Unveiling the role of metabolic rates variation in driving tumor heterogeneity and controlling growth and invasion: insights from an integrated multiscale in-vitro in-silico framework

Abstract The three-dimensional (3D) structure of solid tumors inherently limits oxygen and nutrient diffusion to deeper cells, resulting in morphological and metabolic variations. Non-physiological levels of oxygen and nutrients within the tumors result in heterogeneous cell populations that exhibit distinct necrotic, hypoxic, and proliferative zones. Among these zonal cellular properties, metabolic rates strongly affect the overall growth and invasion of tumors. Here we report on a hybrid discrete-continuum (HDC) mathematical framework that uses data from a biomimetic three-dimensional (3D) in vitro cancer model to accurately predict cancer growth and treatment response. The mathematical model integrates the continuum field of variables with a discrete approach and incorporates the random walk method for individual cell migration.

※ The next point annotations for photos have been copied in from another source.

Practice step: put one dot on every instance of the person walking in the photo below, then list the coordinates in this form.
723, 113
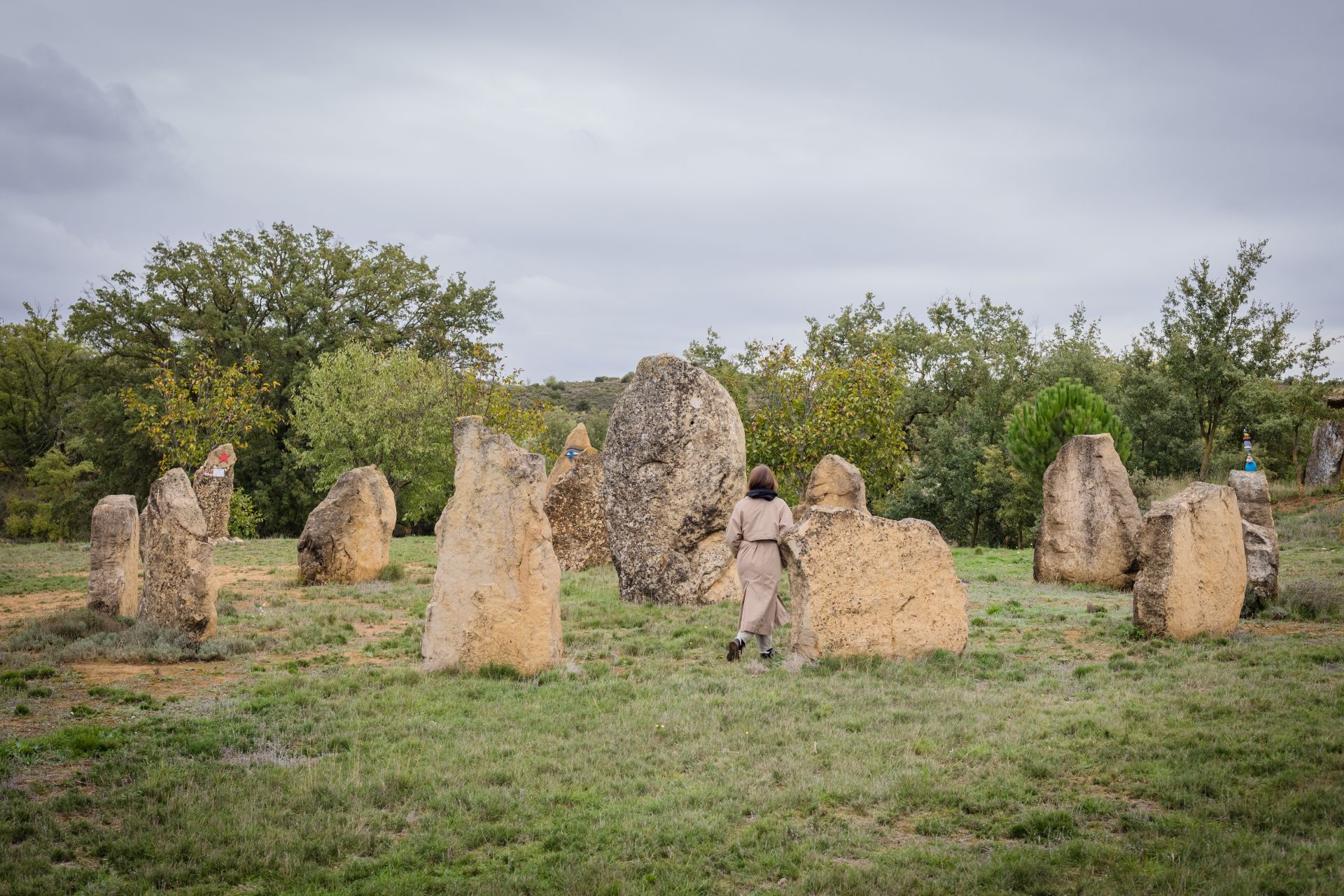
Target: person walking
753, 531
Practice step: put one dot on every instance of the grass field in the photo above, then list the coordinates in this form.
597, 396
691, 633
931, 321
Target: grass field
307, 754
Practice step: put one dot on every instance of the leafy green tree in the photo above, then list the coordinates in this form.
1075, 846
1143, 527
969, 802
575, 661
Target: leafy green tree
1038, 429
396, 409
1215, 337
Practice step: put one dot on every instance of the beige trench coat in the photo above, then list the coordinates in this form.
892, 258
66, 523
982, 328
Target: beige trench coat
752, 536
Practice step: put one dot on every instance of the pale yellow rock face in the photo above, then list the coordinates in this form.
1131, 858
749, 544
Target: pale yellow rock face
863, 584
498, 584
179, 561
1091, 522
835, 482
115, 556
349, 536
1193, 564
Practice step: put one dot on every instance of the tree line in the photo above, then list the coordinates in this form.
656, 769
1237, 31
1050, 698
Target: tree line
312, 356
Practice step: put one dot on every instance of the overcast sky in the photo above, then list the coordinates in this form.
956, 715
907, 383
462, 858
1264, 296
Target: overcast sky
629, 174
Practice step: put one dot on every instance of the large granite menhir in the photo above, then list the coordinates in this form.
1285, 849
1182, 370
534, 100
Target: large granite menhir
1089, 522
115, 556
1193, 564
179, 561
498, 584
864, 584
673, 465
214, 485
349, 536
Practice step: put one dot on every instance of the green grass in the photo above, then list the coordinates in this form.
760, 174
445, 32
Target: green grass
1060, 752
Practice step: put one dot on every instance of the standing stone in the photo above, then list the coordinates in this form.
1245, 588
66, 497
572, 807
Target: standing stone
575, 445
214, 485
179, 561
349, 536
115, 556
864, 584
1193, 564
1323, 465
574, 508
673, 465
834, 482
498, 584
1091, 522
1259, 536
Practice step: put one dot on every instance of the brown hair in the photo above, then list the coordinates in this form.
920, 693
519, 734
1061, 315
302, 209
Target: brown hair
762, 477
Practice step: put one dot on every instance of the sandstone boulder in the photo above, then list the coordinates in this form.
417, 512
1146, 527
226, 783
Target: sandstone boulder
834, 482
1091, 522
498, 584
869, 584
574, 508
179, 561
115, 556
1193, 564
1323, 465
673, 465
349, 536
575, 445
214, 485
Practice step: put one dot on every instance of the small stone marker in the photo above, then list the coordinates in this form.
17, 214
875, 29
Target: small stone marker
115, 556
1193, 564
349, 536
864, 584
498, 584
179, 561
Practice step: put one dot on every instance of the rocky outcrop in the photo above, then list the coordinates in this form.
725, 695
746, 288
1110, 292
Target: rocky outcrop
574, 508
214, 485
834, 482
1091, 522
115, 556
498, 584
1193, 564
179, 561
349, 536
864, 584
673, 465
1323, 465
575, 445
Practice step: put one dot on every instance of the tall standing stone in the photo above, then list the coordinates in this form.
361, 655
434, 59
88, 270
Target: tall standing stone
864, 584
1259, 538
115, 556
574, 508
498, 584
179, 561
1193, 564
673, 465
1323, 464
1091, 522
214, 485
349, 536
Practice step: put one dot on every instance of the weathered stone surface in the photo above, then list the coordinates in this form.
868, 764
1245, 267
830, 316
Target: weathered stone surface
1091, 522
1193, 564
498, 584
349, 536
1261, 547
834, 482
673, 466
115, 556
575, 444
1323, 465
214, 485
867, 584
179, 561
574, 508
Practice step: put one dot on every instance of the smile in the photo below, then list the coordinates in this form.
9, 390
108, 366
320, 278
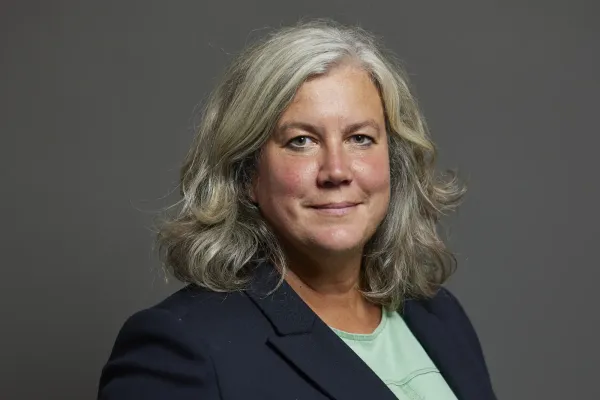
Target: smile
335, 208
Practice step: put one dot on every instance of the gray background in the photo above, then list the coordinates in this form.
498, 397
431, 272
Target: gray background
96, 103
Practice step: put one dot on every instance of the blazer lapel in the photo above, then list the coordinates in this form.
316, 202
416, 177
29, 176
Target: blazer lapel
308, 343
449, 352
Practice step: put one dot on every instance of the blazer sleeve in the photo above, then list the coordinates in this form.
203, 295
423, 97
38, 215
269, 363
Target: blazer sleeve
466, 328
154, 357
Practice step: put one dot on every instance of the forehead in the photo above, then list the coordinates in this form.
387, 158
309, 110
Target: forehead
342, 91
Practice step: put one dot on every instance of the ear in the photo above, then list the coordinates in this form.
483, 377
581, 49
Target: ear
253, 189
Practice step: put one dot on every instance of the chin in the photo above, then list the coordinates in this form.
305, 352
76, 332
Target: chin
337, 241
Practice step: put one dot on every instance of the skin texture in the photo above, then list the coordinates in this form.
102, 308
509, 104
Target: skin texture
323, 185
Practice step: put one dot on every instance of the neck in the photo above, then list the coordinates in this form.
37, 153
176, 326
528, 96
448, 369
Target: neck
330, 287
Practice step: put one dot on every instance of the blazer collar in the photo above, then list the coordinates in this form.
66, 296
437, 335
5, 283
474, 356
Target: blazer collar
308, 343
305, 341
448, 349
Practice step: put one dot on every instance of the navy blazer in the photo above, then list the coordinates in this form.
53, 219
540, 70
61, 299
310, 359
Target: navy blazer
248, 345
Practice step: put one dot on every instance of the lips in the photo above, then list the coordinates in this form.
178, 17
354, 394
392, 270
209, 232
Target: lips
334, 206
335, 209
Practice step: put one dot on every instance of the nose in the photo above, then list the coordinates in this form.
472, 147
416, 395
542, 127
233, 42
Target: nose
335, 166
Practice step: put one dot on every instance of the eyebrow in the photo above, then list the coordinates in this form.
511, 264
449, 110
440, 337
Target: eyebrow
369, 123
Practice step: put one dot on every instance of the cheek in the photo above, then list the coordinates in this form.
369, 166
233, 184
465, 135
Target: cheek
374, 172
289, 179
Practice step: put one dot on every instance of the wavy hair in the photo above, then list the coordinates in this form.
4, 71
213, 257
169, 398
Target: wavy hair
218, 233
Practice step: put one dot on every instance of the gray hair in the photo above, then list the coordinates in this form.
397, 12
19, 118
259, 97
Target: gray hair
219, 233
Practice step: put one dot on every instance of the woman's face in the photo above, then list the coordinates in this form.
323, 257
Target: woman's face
323, 179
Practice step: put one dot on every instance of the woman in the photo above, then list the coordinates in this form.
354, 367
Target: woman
307, 236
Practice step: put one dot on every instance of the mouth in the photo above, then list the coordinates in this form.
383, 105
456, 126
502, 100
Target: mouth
341, 208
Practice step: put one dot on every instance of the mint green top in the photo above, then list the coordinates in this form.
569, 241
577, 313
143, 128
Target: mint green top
397, 357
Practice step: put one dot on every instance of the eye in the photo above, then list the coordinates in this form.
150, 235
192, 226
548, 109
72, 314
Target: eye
300, 142
362, 140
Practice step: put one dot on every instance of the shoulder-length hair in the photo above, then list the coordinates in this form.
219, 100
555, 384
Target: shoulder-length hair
219, 233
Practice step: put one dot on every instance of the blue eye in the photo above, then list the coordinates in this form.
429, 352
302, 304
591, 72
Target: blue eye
362, 140
300, 141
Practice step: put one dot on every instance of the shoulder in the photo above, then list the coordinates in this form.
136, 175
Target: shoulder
167, 350
445, 307
205, 313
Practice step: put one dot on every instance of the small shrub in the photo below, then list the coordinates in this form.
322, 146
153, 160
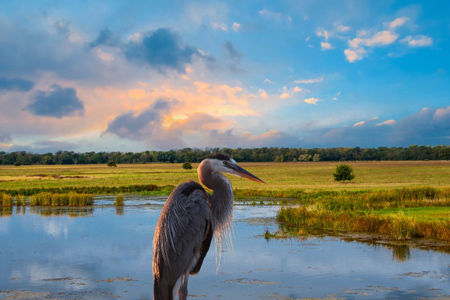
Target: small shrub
119, 200
187, 166
111, 163
343, 173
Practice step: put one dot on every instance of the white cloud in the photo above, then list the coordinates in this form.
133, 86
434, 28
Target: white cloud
388, 122
263, 94
396, 23
309, 81
285, 95
323, 33
357, 46
219, 26
270, 14
417, 41
311, 101
236, 26
342, 28
326, 46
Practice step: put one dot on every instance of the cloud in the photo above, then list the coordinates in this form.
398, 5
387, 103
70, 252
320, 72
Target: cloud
309, 81
161, 49
417, 41
233, 56
139, 126
271, 138
219, 26
396, 23
426, 127
359, 45
311, 101
388, 122
105, 38
58, 102
326, 46
270, 14
15, 84
46, 146
323, 33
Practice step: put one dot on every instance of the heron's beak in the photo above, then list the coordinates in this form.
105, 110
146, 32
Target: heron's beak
243, 173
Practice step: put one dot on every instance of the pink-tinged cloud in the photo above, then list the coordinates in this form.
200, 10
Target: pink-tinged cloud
388, 122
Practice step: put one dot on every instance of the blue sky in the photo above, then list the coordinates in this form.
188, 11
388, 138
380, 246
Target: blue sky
158, 75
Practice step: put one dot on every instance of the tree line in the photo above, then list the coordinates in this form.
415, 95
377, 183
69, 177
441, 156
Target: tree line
274, 154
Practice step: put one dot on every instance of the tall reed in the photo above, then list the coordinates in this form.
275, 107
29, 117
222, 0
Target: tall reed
54, 199
119, 200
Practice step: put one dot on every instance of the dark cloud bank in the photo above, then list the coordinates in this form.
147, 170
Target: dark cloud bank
58, 102
161, 49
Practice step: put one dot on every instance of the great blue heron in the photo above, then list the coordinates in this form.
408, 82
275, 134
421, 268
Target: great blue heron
187, 223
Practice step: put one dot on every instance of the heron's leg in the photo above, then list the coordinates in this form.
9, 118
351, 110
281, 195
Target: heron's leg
182, 292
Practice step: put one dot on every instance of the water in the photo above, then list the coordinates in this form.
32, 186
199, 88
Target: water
106, 253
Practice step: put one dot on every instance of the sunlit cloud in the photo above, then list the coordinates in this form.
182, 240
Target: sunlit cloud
309, 81
396, 23
219, 26
311, 101
326, 46
236, 26
388, 122
417, 41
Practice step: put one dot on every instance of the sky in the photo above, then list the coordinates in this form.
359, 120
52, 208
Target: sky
157, 75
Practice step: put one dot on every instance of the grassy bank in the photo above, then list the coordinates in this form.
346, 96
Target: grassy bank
308, 177
400, 213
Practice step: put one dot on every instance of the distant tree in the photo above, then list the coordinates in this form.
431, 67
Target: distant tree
187, 166
111, 163
343, 173
279, 158
305, 157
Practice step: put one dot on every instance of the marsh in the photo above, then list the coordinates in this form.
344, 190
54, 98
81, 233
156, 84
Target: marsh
105, 252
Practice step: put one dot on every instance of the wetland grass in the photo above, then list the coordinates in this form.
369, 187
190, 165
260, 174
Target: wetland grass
360, 212
56, 199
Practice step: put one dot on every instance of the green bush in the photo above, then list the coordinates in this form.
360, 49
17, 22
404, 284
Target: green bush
111, 163
187, 166
343, 173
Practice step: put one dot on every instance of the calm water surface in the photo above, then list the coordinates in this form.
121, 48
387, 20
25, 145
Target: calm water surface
106, 253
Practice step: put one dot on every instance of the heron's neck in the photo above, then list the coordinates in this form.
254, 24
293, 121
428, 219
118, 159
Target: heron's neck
221, 199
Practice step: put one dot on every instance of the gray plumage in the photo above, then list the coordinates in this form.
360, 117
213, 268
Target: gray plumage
188, 221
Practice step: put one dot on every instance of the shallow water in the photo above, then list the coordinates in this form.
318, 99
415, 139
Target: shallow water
105, 253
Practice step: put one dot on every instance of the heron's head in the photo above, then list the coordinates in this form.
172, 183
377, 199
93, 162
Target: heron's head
221, 163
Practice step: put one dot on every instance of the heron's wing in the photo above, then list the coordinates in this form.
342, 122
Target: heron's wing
182, 228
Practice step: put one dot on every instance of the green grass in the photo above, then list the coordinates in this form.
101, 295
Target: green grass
402, 199
421, 214
278, 176
400, 213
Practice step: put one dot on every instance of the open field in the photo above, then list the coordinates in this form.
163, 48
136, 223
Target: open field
403, 199
309, 177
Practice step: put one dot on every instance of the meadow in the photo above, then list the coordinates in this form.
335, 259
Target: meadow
402, 199
308, 177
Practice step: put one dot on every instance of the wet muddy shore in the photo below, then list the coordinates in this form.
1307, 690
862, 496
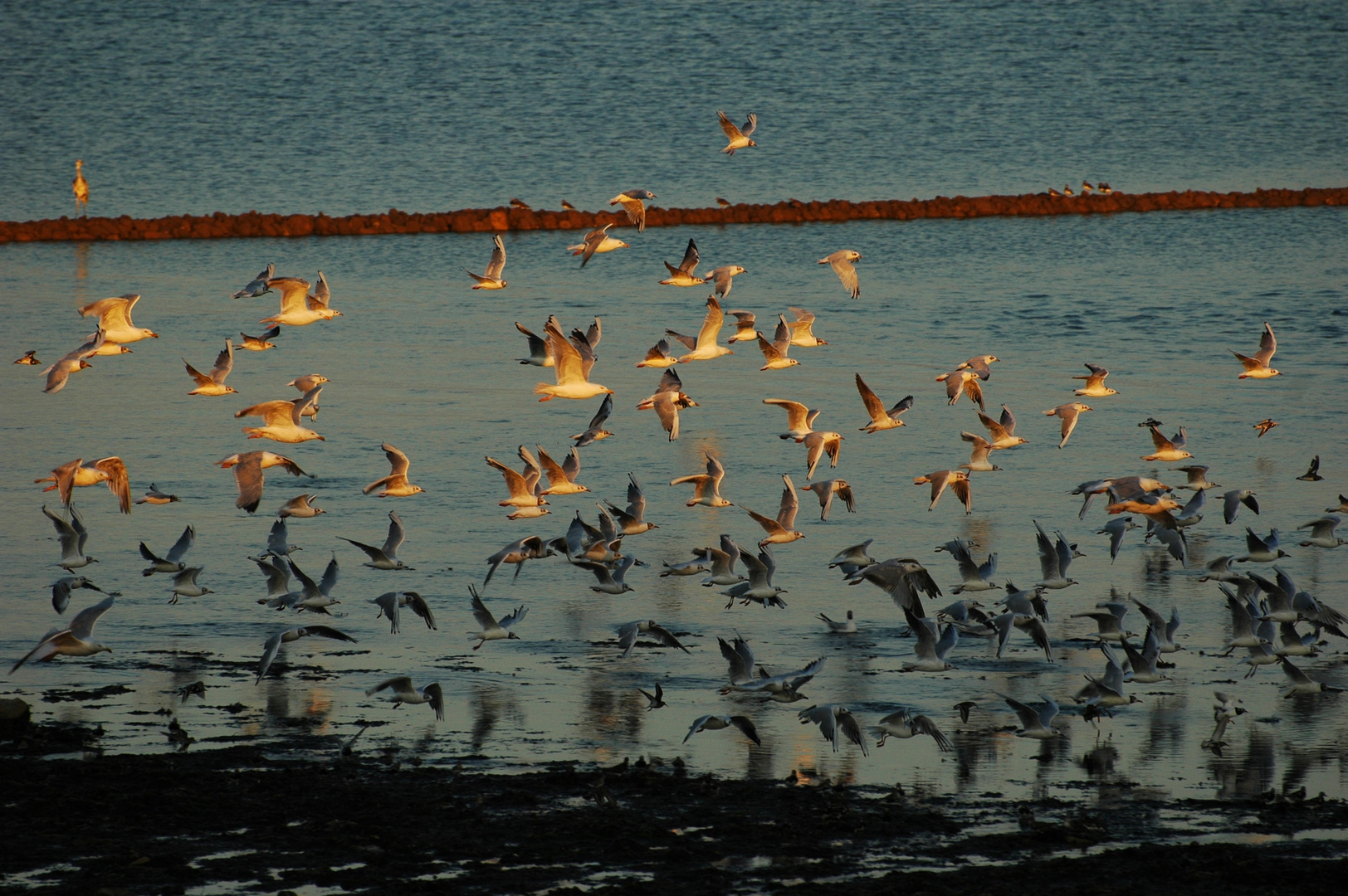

By tracking the moving boundary of tumoroids, the HDC model separates volumetric growth from invasion. Invasion direction asymmetries were incorporated into the model by involving a randomness component in cellular migration mechanisms when determining the invasion direction. The model also accounts for mechanical and cellular interactions in tumor microenvironment (TME) as key factors characterizing tumor progression. The in-vitro model is composed of tumor organoids (called tumoroids) co-cultured with healthy neurons all embedded within a hydrogel matrix. Results indicated that the HDC model quantitatively predicts volumetric growth and invasion length and tracks the finger-type invasion pattern observed in the in-vitro model. This model has the potential to investigate inhibitory drug effects with the addition of a reaction-diffusion equation and incorporation of targeted signaling pathways in the continuum and discrete modules, respectively.